Positive Effect of Abdominal Breathing Exercise on Gastroesophageal Reflux Disease: A Randomized, Controlled Study
American Journal of Gastroenterology
Format: Journal Article
Publication Year: 2012
Pages: 372 - 378
Sources ID: 117297
Visibility: Public (group default)
OBJECTIVES: The lower esophageal sphincter (LES), surrounded by diaphragmatic muscle, prevents gastroesophageal reﬂux. When these structures become incompetent, gastric contents may cause gastroesophageal reﬂux disease (GERD). For treatment, lifestyle interventions are always recommended. We hypothesized that by actively training the crura of the diaphragm as part of the LES using breathing training exercises, GERD can be positively inﬂuenced.METHODS: A prospective randomized controlled study was performed. Patients with non-erosive GERD or healed esophagitis without large hernia and/or previous surgery were included. Patients were randomized and allocated either to active breathing training program or to a control group. Quality of life (QoL), pH-metry, and on-demand proton pump inhibitor (PPI) usage were assessed at baseline and after 4 weeks of training. For long-term follow-up, all patients were invited to continue active breathing training and were further assessed regarding QoL and PPI usage after 9 months. Paired and unpaired t-test was used for statistical analysis.

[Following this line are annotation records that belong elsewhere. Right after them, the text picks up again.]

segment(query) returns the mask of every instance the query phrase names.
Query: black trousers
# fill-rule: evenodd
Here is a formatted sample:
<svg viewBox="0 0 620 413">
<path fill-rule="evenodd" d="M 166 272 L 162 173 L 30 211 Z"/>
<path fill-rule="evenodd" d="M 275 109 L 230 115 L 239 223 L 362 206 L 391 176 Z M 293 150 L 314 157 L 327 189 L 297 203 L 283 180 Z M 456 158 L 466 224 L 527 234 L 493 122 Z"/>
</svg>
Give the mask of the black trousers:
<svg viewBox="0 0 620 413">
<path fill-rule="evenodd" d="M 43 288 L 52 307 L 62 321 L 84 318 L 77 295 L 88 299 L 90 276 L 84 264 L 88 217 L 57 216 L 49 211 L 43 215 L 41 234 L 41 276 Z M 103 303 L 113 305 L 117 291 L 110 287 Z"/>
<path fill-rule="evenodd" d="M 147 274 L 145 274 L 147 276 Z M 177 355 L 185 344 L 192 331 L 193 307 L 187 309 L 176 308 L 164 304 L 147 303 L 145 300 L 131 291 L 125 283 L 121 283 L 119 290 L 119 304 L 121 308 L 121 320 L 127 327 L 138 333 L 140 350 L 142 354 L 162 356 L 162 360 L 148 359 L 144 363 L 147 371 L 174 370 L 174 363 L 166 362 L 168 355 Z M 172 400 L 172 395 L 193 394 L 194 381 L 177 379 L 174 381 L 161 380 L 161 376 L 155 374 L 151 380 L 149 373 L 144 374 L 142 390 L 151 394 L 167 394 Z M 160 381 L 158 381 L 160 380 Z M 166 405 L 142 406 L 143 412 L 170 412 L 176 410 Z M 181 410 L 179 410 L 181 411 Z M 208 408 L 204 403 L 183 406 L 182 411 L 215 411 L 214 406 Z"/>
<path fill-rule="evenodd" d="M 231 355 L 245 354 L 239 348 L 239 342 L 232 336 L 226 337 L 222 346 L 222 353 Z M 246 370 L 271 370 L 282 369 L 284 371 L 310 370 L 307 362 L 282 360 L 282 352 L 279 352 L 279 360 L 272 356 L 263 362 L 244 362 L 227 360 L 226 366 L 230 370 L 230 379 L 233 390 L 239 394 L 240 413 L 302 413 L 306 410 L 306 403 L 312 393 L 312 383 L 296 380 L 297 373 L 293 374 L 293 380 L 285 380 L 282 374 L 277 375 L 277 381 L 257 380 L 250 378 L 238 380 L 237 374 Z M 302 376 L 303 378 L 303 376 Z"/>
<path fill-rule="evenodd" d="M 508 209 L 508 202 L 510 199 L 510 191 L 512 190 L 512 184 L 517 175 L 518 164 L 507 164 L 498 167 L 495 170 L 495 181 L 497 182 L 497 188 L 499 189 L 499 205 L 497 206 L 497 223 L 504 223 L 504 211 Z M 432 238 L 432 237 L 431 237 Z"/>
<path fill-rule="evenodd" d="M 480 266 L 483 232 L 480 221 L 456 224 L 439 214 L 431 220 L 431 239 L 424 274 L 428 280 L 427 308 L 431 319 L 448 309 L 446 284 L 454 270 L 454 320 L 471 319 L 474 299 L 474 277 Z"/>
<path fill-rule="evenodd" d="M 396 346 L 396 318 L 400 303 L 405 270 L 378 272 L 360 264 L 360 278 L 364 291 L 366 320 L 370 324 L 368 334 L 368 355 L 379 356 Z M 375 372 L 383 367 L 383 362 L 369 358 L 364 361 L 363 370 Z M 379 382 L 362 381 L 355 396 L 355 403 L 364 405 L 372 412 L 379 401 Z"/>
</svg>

RESULTS: Nineteen patients with non-erosive GERD or healed esophagitis were randomized into two groups (10 training group and 9 control group). There was no difference in baseline patient characteristics between the groups and all patients ﬁnished the study. There was a signiﬁcant decrease in time with a pH < 4.0 in the training group (9.1±1.3 vs. 4.7±0.9%; P < 0.05), but there was no change in the control group. QoL scores improved signiﬁcantly in the training group (13.4±1.98 before and 10.8±1.86 after training; P < 0.01), but no changes in QoL were seen in the control group. At longterm follow-up at 9 months, patients who continued breathing exercise (11/19) showed a signiﬁcant decrease in QoL scores and PPI usage (15.1±2.2 vs. 9.7±1.6; 98±34 vs. 25±12 mg/week, respectively; P < 0.05), whereas patients who did not train had no long-term effect. CONCLUSIONS: We show that actively training the diaphragm by breathing exercise can improve GERD as assessed by pH-metry, QoL scores and PPI usage. This non-pharmacological lifestyle intervention could help to reduce the disease burden of GERD.